Graphically, John Byrne's Superman was nice. It united a bit of Adams covers technique, of Swan naive freshness and of Kane's dynamism. Nevertheless, after Superman, Byrne style would grow cruder and it began to appear already in some pages. For Superman's face, Byrne seems to have been influenced by Christopher Reeve, the Superman of the movies.
Impossible to stop at all the man of steel legend iluminators. He passed by the hands of Jerry Ordway, Art Thibert, Bob Mc Leod, Brett Breeding, Ed Hannigan, Jackson Guice, Stuart Immonen, Garcia Lopez, Tom Grummet (image Superboy VS Superboy, above), Dennis Janke, John Bogdanove, Tom Epting. And many others.

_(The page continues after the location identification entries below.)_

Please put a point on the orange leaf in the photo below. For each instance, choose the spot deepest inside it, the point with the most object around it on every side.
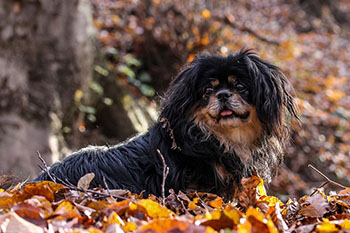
(205, 13)
(327, 227)
(173, 225)
(217, 203)
(67, 210)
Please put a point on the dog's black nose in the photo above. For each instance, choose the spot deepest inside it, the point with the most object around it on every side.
(223, 95)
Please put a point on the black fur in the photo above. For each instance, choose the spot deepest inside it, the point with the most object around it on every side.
(192, 157)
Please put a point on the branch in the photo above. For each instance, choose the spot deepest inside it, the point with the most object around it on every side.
(165, 174)
(328, 181)
(45, 168)
(230, 20)
(105, 182)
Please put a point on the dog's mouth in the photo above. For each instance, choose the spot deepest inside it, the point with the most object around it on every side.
(226, 114)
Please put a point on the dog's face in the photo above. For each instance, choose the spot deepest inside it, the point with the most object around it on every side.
(239, 99)
(226, 109)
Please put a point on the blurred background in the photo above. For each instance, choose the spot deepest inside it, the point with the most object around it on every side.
(81, 72)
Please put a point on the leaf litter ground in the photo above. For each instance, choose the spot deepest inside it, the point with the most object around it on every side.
(51, 207)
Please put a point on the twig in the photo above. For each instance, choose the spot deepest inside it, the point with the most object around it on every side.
(328, 181)
(105, 182)
(46, 168)
(165, 174)
(70, 186)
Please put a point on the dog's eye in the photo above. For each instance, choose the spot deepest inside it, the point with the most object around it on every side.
(240, 88)
(208, 91)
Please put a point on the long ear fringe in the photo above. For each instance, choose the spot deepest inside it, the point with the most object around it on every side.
(273, 97)
(178, 100)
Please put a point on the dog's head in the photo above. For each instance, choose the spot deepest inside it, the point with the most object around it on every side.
(239, 99)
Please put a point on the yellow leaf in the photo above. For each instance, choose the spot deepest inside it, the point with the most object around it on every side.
(255, 221)
(334, 95)
(261, 189)
(205, 13)
(78, 95)
(217, 203)
(192, 205)
(271, 200)
(67, 210)
(191, 57)
(327, 227)
(114, 218)
(233, 214)
(345, 224)
(130, 226)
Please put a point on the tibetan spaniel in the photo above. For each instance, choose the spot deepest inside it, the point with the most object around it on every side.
(222, 118)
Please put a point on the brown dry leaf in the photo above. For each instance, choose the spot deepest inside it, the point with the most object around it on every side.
(327, 227)
(6, 200)
(44, 188)
(314, 206)
(30, 212)
(219, 220)
(248, 193)
(16, 224)
(173, 225)
(275, 214)
(84, 183)
(67, 210)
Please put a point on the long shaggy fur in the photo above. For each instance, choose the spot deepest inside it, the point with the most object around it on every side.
(199, 155)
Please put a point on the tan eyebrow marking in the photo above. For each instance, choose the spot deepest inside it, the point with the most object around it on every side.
(231, 79)
(215, 83)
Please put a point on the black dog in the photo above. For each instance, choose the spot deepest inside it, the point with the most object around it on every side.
(222, 119)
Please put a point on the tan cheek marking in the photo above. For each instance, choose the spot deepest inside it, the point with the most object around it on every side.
(215, 83)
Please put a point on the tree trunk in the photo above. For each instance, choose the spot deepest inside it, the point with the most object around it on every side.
(46, 54)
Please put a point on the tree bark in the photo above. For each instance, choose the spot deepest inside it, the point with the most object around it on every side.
(46, 54)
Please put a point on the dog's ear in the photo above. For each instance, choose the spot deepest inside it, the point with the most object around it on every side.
(273, 94)
(179, 99)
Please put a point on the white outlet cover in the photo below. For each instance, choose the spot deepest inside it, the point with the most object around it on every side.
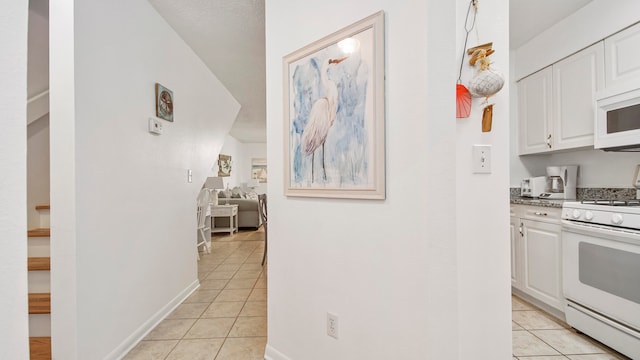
(481, 159)
(155, 126)
(332, 325)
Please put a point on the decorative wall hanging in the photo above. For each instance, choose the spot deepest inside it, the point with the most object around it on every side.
(487, 81)
(463, 97)
(259, 169)
(334, 114)
(164, 103)
(224, 165)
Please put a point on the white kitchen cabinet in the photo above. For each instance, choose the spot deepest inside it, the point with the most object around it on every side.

The one who changed the more his look was Ed McGuiness who gave his pattern from 2000 to 2003. Many readers apreciate McGuiness physiogonomies expressivity. I can't help feeling that too perfect volumes representation, added to bent of strokes and exaggeration of muscular mass, make his Superman look like some japanese plastic figurine. But you get accustomed after a while.
Along with McGuiness, in the new spirit given by him many great artists joined. We could enjoy the wonderfull Pascual Ferry, Duncan Rouleau, Dough Mahnke, the sometimes funny, almost humorous Kano and, according to me, the best, but too scarce Mike McKone. And still many others.
Without having drawn the regular series, Alex Ross drew the more hyperrealistic of all the Superman. Superman Detail of Crisis cover by Ross (from my gallery where the whole cover is exhibited.)
In Birthright, Leinil Francis Yu, giving priority to beautifull big isolated pictures over cartoons successions of action, incarnated a spirit closer to illustration than to comics.
To relaunch Superman (For Tomorrow), the artist they choosed is the more modern and popular of our days, Jim Lee. The absolute technical perfection! His angular and full detailed style contrasts with McGuiness curved and smooth pattern. Ivan Reis and Matthew Clark, two academic and realistic artists took up his other titles.




In 1987, at the transition between Earth I hero and the man of steel, the comic book passed from Superman 423 to Superman 1 and Adventures of Superman 424. Simultaneously, DC comics Presents stoped, Superman team-up went in Action Comics. During the year 88, Action Comics was weekly, which makes six Superman a month. In 1990-1991, Superboy, the ancient one, (well, the new ancient but not the clone) got his comic book. In 1991, Superman got a fourth comic book Superman, the man of steel. He's even got a fifth one from 1995 to 1999 Superman, the man of tomorrow. The new Superboy has his one since1994 and had a second one, Superboy and the Ravers from 1996 to 1998. Supergirl had hers from 1996 to 2002. In 2003 the TV series Smallvillespawned also a comic bookand, seventeen years after World's Finest last issue , Superman Batman were reunited.
From 1993 to 97, the T.V. series Lois et Clark gived Superman the face of Dean Kain. From 1996 to 2000, there were new cartoons who spawned also a comic book, Superman Adventures . Since 2001, Tom Welling plays in Smallville a young Clark Kent promised to Superman's future, even though he doesn't wear Superboy suite. He must beware Michael Rosenbaum, a very ambiguous Lex Luthor. They get some remarkable guests like Flash, Green Arow, Aquaman, Martian Manhunter or Cyborg.. In 2005, Krypto gets his cartoon series. In 2006 Superman the event is the movie Superman Return. This time it's Brandon Routh who plays the greatest of the super-heroes. This movie is still not worth the Spider-Man or X-men ones.